The Buffalo Bills confirmed at 1:48 a.m. Tuesday that safety Damar Hamlin had suffered cardiac arrest during the first quarter of Monday night’s game in Cincinnati. The Bills also confirmed that Hamlin’s heartbeat was restored, and that he was sedated and in critical condition at a local hospital.
Otherwise, details of Hamlin’s condition were scarce as of late Tuesday morning, other than a Monday night update from Jordon Rooney, Hamlin’s marketing representative, who tweeted that “his vitals are back to normal.”
The fact that Hamlin was alive at all, though, was the product of teamwork between Bengals and Bills medical personnel, and the NFL’s “emergency action plan,” which prepared them for a situation that hadn’t occurred in the league since 1971, when the Lions’ Chuck Hughes suffered a cardiac incident on the field and was later pronounced dead.
Medical personnel provided CPR to Hamlin on the field for approximately nine minutes and appeared to bring his heart back to functioning before they loaded him into an ambulance.
“From an emergency action plan perspective, things worked as designed,” NFL senior vice president Jeff Miller said overnight. “There was terrific collaboration both with the team medical staff and independent medical providers who are there if something happened.”
Hamlin, 24, suffered the cardiac incident after taking a hit to the chest from Bengals receiver Tee Higgins. Hamlin stood up after the hit but collapsed to the ground after a couple of seconds.
It appeared to be a case of “commotio cordis,” which the National Institutes of Health calls “the second-most common cause of sudden death in athletes.” Per the NIH, early defibrillation is critical for survival. Resuscitation of the heart within three minutes results in a survival rate of about 25 percent. Beyond three minutes, the survival rate drops to just 3 percent.
Fortunately for Hamlin, doctors and trainers from the Bills and then the Bengals were attending to him almost immediately. All NFL stadiums have an automated external defibrillator on hand, and the home team provides emergency medical personnel at all games. Hamlin was placed on a backboard to provide resistance for the CPR. And he was taken to a Level 1 trauma hospital just 4 miles from the stadium.
Professional sports venues are one of the few places where quick, decisive medical action can take place. Most victims of commotio cordis aren’t so lucky. In 1995, Quincy High School hockey player Matthew Messing died after taking a bodycheck to the chest. In 2004, Cornell lacrosse player George Boiardi died after the ball struck him in the chest.

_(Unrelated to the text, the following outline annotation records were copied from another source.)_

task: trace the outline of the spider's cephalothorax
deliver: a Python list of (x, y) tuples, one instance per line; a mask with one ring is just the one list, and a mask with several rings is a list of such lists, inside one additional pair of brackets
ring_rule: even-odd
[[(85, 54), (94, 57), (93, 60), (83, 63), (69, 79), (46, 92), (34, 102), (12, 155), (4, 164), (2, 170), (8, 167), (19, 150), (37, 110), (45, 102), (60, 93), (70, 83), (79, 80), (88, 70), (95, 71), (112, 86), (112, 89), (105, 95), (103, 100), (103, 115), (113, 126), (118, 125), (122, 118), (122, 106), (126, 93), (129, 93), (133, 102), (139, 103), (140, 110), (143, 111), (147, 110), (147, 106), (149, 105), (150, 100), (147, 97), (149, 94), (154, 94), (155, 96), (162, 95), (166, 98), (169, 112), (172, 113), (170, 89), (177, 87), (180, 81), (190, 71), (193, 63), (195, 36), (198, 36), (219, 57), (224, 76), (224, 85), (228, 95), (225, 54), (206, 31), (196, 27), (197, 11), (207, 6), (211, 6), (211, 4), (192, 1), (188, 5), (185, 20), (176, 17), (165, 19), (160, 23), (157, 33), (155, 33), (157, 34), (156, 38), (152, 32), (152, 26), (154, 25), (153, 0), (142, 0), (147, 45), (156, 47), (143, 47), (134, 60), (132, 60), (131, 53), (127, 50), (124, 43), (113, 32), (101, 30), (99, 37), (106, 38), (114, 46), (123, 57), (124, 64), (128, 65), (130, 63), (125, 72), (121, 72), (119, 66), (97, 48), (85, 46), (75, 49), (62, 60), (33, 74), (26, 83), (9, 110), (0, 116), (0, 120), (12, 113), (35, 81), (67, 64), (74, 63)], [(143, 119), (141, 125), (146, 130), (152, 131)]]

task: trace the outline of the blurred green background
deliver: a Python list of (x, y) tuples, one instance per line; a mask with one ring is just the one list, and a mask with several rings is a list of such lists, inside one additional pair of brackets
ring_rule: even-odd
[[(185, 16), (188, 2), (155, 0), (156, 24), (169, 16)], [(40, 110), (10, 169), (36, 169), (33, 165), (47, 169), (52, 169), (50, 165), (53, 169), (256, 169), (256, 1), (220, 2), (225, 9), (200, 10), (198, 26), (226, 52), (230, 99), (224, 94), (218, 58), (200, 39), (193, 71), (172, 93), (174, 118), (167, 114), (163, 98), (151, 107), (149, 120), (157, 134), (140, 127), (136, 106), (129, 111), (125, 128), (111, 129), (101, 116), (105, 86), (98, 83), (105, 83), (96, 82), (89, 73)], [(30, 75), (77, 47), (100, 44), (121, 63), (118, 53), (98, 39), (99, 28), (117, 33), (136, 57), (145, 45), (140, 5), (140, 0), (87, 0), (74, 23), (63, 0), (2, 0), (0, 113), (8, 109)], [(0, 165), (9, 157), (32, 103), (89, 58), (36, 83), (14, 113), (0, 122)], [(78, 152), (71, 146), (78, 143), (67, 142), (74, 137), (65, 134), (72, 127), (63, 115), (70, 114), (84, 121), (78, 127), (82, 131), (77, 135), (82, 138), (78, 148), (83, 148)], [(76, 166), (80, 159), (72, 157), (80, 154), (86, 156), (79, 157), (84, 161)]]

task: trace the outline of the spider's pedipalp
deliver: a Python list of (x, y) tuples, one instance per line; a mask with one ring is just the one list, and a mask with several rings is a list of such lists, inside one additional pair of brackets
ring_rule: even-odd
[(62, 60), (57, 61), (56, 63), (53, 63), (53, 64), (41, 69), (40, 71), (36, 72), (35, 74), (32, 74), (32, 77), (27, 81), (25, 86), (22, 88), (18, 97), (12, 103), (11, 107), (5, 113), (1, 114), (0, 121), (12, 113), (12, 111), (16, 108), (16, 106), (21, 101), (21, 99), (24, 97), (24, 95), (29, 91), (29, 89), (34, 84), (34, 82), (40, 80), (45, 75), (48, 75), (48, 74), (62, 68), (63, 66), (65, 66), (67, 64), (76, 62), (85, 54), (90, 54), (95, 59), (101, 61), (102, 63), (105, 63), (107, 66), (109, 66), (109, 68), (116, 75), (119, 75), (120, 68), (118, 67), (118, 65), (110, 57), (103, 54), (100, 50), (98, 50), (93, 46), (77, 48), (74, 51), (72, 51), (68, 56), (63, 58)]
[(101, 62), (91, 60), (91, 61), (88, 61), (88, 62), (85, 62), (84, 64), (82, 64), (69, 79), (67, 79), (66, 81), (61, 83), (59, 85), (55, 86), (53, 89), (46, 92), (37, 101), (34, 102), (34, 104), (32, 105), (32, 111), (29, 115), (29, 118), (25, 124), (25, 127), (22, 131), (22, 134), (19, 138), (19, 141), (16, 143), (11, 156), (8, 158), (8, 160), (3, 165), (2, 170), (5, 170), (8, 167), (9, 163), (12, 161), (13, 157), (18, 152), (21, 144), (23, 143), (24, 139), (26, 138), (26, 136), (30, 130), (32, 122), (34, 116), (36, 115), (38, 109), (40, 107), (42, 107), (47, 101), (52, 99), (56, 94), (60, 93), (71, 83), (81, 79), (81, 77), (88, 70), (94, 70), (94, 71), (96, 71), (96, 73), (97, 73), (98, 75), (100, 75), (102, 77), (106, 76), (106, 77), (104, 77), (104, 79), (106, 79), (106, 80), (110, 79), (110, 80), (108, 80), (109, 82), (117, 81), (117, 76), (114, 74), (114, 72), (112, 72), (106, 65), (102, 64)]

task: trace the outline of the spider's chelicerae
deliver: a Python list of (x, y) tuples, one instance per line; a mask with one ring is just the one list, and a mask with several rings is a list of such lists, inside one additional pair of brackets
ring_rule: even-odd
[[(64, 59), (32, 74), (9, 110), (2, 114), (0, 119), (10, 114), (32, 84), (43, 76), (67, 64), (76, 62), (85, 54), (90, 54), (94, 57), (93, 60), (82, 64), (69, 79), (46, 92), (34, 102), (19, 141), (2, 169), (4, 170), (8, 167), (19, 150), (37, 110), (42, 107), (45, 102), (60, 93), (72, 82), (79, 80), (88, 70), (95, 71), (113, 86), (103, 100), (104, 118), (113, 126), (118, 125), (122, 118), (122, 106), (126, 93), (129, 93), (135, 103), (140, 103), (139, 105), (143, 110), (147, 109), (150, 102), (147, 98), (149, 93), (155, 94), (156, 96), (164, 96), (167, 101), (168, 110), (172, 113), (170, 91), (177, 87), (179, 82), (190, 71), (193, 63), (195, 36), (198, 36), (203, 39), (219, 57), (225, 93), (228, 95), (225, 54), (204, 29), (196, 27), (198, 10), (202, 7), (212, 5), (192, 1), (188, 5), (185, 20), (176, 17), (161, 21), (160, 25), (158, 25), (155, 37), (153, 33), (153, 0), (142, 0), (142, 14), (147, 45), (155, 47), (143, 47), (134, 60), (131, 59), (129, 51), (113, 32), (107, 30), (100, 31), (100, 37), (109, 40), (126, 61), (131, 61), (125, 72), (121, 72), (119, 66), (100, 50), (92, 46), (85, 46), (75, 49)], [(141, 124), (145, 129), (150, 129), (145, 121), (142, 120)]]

“Other than a hospital, there is probably no better place for this to happen than an NFL field,” said Dr. David Chao, who was the Chargers’ head team physician for 17 years and now writes about NFL injuries for SICscore.com. “If you look at commotio cordis, there’s a high fatality rate, but that’s for people in a car accident, or minor sports without two dozen medical professionals there and a dedicated emergency physician.
“When Hamlin went down, the Bills staff was there within seconds. Very quickly after that, you could see Bengals head trainer Matt Summers appear in the picture. The Buffalo team physicians and both athletic trainers were undoubtedly there to take a turn at CPR, because CPR is exhausting. Kudos to the Bills and Bengals for acting quickly and running a tight ship.”
Chao has been involved in the NFL since 1997, and he said Monday night was the first time he had ever seen CPR being given on the field.
In 1998, NHL defenseman Chris Pronger of the St. Louis Blues had a similar incident; during a game against Detroit, he took a puck off the chest, stood up, took two strides, and collapsed, needing to be resuscitated. Pronger tweeted Tuesday that he was cleared to play four days later after wearing a heart monitor for 24 hours and undergoing a battery of tests.
“A shoutout to [Blues trainer] Ray Barile and the Detroit Red Wings medical staff,” Pronger tweeted. “They acted swiftly and are a big reason I had the outcome I had.”
During the NFL preseason, each team’s medical staff goes over a dry run of all the major issues for an emergency — identifying the location of the ambulance, cart, backboard, X-ray room, and local hospital, plus assigning roles for performing medical functions.
And on game days, the medical staffs from each team meet 60 minutes before kickoff to identify where everything is, and for the home team to provide any assistance to the visiting team. The home team’s head trainer is generally the person in charge of coordinating. That person Monday night was Summers, who was hired last April to replace Paul Sparling, who retired after 30 years.
“The guy in charge does not do CPR or touch the patient; he’s just in charge,” Chao said. “So someone jumps in to do CPR. Someone is recording the events in case they need to go back and see how much medicine was given. Someone is getting the AED device and getting it ready to go. Someone else is starting an IV whenever they can. Someone gets the backboard.
“All of that happens at once quickly, and that’s what you drill for. And then the guy in charge starts giving orders.”